With the news on Tuesday that Fernando Alonso will quit F1 for 2019, speculation of his ultimate destination immediately shifted over to the states and the Indycar series.
Certainly you don’t have to be Sherlock Holmes to work out that the Spanish Samurai is most likely ending up competing in the Indycar series in some capacity. The so called Triple Crown of Motorsport demands it. In fact plans have already been put in motion to make another attempt at the Indy500 happen in 2019.
Alonso, not known to settle for mediocre – wants to do one better by pushing the boundaries of what is classed as the triple crown. A ‘super’ triple crown if you like… Being merely a winner of the Monaco Grand Prix, the Le Mans 24 hours, and the Indy 500 is not enough.
Being Champion in all three series that run those races is probably something nobody else will ever be able to emulate.
Currently Alonso is set to continue to run with Toyota for the full season in the World Endurance Championship, the next round at Silverstone is this weekend. With Toyota being the only factory team running full hybrid, it’s expected Alonso will be the FIA WEC Champion along with team mates Nakajima and Buemi.
Obviously Alonso is also an F1 world Champion, times two.
To add a third Championship, or at least a shot at it – being the Indycar Champion in the same year as becoming the FIA WEC champ and potentially winning the Indy500 race in 2019, is a target worthy for our Spanish Samurai.
To coin a capitalistic business phase that McLaren’s American boss Zak Brown no doubt has been repeatedly chanting at Alonso this year, is that of a ‘synergy‘ between McLaren and Alonso.
Alonso wants to achieve something in motorsport that’s unlikely to ever be emulated, and McLaren wants more exposure to the American market for their road car sales. Indycar is known to be a ‘blue collar’ motorsport (unlike NASCAR), so perhaps a perfect vehicle for pushing their expensive supercars further into the America’s.

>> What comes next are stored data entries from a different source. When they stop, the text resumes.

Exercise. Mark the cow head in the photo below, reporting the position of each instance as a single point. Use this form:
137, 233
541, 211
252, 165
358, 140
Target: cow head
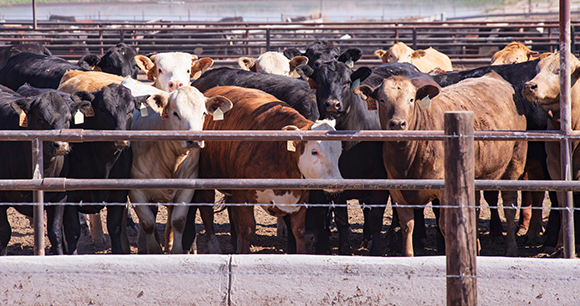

The first steps are in place for a full season at Indycar. Fernando Alonso will be doing his first road course test for the Honda-powered Andretti Autosport Dallara DW12 early next month.
Racer.com’s Marshal Pruett is also reporting that we need to expect more dates for road course testing to come. Barber Motorsports Park has been suggested as the venue for first Alonso’s outing says Pruett.
Further, Andretti are considering a tie up with a minnow backmarker team, the Wink Hartman-owned Harding Racing, in a bid to expand their operations, allowing Alonso and McLaren to join the series.
This Andretti ‘B’ team will have it’s own facilities, being in every way a McLaren – supported by Andretti, Indycar team fielding 2 cars.
Of course the biggest sticking point is the power plant. Honda in Japan have given McLaren the OK to run their engines in principle, but the reality is that Chevy will be powering Alonso’s Indycar in 2019. Honda US has more autonomy, but it’s understood that McLaren are not keen to have a Honda engine, particularly after Alonso’s 2017 Indy500 blowup.
Using Chevrolet power on a full-time basis, from a separate shop, is said to be the workaround that would allow Andretti Autosport to maintain peace with their main Honda supply while starting a new venture with McLaren and Chevy says Pruett.
Who will be Alonso’s team mate in the 2nd car? Colton Herta is the favourite – his father, Bryan, operates car # 98 where Andretti’s son, Marco, is now running.
The effort to reach Alonso’s dream of the ‘Super’ Triple Crown, seems to require some serious collaboration between some big names – Andretti, McLaren, Honda and Chevrolet.